Irish Sign Three For 2010-11 Season
Notre Dame head coach Muffet McGraw announced Nov. 13 that three of the country’s top high school student-athletes have chosen to continue their academic and athletic careers with the Fighting Irish, each signing a National Letter of Intent to attend Notre Dame beginning in the fall of 2010.
Natalie Achonwa (last name pronounced uh-CHAWN-wuh), a 6-3 forward from Guelph, Ontario (St. Mary’s Catholic Secondary School/National Elite Development Academy), Ariel Braker, a 6-1 forward from Grosse Pointe Woods, Mich. (Grosse Pointe North High School) and Kayla McBride, a 5-11 guard from Erie, Pa. (Villa Maria Academy) all made their official commitments to the Fighting Irish during the early signing period, which ended Nov. 18.
All three student-athletes are rated among the top 50 players in the country by various national recruiting services. As a group, this trio is ranked as the No. 10 recruiting class in the country by All-Star Girls Report (and a consensus top-16 class by other recruiting services), giving Notre Dame a Top 25 recruiting class for the 14th consecutive year, a streak only two other schools in the country (Connecticut and Tennessee) can match. It’s also the third consecutive top-10 recruiting class for the Fighting Irish.
“I’m very excited about the class that we’re signing this year,” McGraw said. “I think we really addressed our needs, with three very good players coming in. They’re going to change the way we do some things at both ends of the floor next year. We’re going to be able to be more aggressive on defense because we’re adding athleticism, length and speed, and on offense, we’ll look at ways that we can take advantage of the size that we’re going to have. It will probably be a whole new look, going from the more guard-oriented team that we have now, to next year when we’ll have some depth in the post as well.”

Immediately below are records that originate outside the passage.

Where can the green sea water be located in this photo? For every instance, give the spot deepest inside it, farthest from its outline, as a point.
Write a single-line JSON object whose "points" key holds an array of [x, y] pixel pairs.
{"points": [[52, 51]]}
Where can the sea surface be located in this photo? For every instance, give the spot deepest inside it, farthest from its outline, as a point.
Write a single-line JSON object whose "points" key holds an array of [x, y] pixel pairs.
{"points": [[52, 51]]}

“Notre Dame emphasized strengthening their perimeter game and did so with size, athleticism and versatility,” said Dan Olson, director of the Collegiate Girls Basketball Report.

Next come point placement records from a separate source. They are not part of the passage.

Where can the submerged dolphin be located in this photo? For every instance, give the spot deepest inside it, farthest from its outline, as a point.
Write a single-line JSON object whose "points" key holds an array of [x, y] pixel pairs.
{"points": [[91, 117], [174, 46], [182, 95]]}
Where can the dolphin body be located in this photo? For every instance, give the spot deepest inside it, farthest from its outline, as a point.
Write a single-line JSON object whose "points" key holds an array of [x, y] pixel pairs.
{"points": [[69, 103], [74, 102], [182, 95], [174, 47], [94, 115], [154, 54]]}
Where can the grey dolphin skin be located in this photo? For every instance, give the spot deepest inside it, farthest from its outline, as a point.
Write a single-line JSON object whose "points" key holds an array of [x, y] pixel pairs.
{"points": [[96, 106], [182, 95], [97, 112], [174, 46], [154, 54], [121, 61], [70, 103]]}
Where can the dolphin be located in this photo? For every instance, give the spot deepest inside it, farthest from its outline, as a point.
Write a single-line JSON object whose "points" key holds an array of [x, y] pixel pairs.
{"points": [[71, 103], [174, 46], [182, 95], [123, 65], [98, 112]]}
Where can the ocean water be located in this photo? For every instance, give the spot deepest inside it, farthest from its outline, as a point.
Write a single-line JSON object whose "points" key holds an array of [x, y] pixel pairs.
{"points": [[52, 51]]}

The full press release, with a complete look at the newest members of the Notre Dame women’s basketball program, is available on-line at http://www.und.com/sports/w-baskbl/spec-rel/111309aab.html.

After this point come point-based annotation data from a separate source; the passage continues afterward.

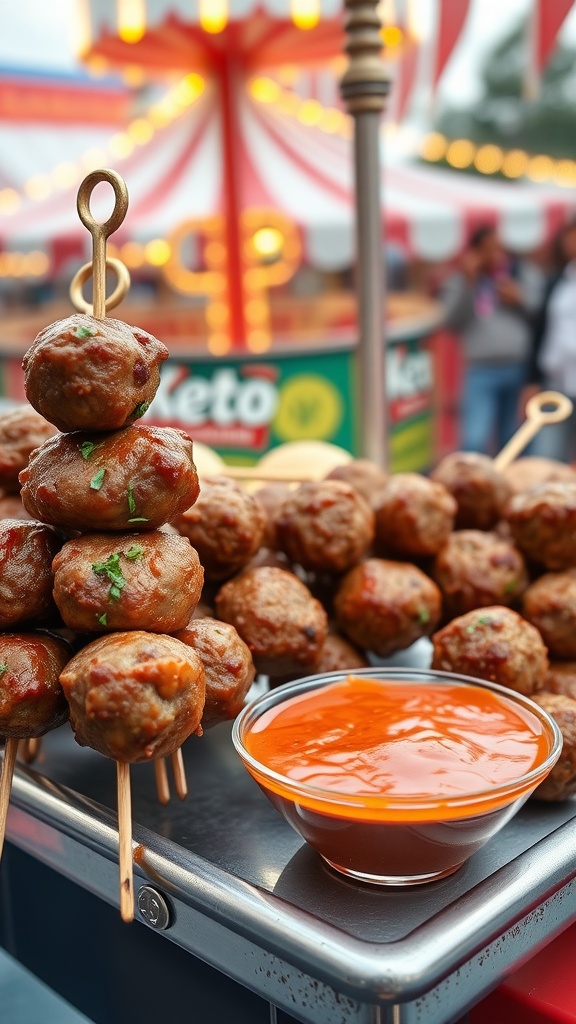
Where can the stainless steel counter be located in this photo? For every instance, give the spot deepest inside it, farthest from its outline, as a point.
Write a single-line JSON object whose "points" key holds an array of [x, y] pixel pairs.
{"points": [[247, 897]]}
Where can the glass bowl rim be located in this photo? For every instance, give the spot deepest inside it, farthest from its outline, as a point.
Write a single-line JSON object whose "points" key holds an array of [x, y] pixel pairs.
{"points": [[277, 695]]}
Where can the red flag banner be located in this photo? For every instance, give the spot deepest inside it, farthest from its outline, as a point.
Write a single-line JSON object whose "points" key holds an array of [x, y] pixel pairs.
{"points": [[451, 17], [548, 15]]}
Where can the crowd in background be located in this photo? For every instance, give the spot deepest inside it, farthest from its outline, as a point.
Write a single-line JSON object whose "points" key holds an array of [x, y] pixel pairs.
{"points": [[517, 323]]}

Next Game: San Diego State
Notre Dame heads outside the continental United States for the first time in 14 years when it travels to the U.S. Virgin Islands for the 10th annual Paradise Jam, to be held Nov. 26-28 at the University of the Virgin Islands Sports & Fitness Center in Charlotte Amalie on St. Thomas, U.S.V.I.
The Irish will open up on Thanksgiving Day (a program first) at 3:15 p.m. ET (4:15 p.m. local) against reigning Mountain West Conference regular-season champion San Diego State. The Aztecs were 2-0 this season heading into their matchup with visiting Arizona on Saturday night, SDSU’s final contest before heading to the Paradise Jam.
Notre Dame also will play South Carolina (Friday) and No. 20/16 Oklahoma (Saturday) during its trip to the Caribbean.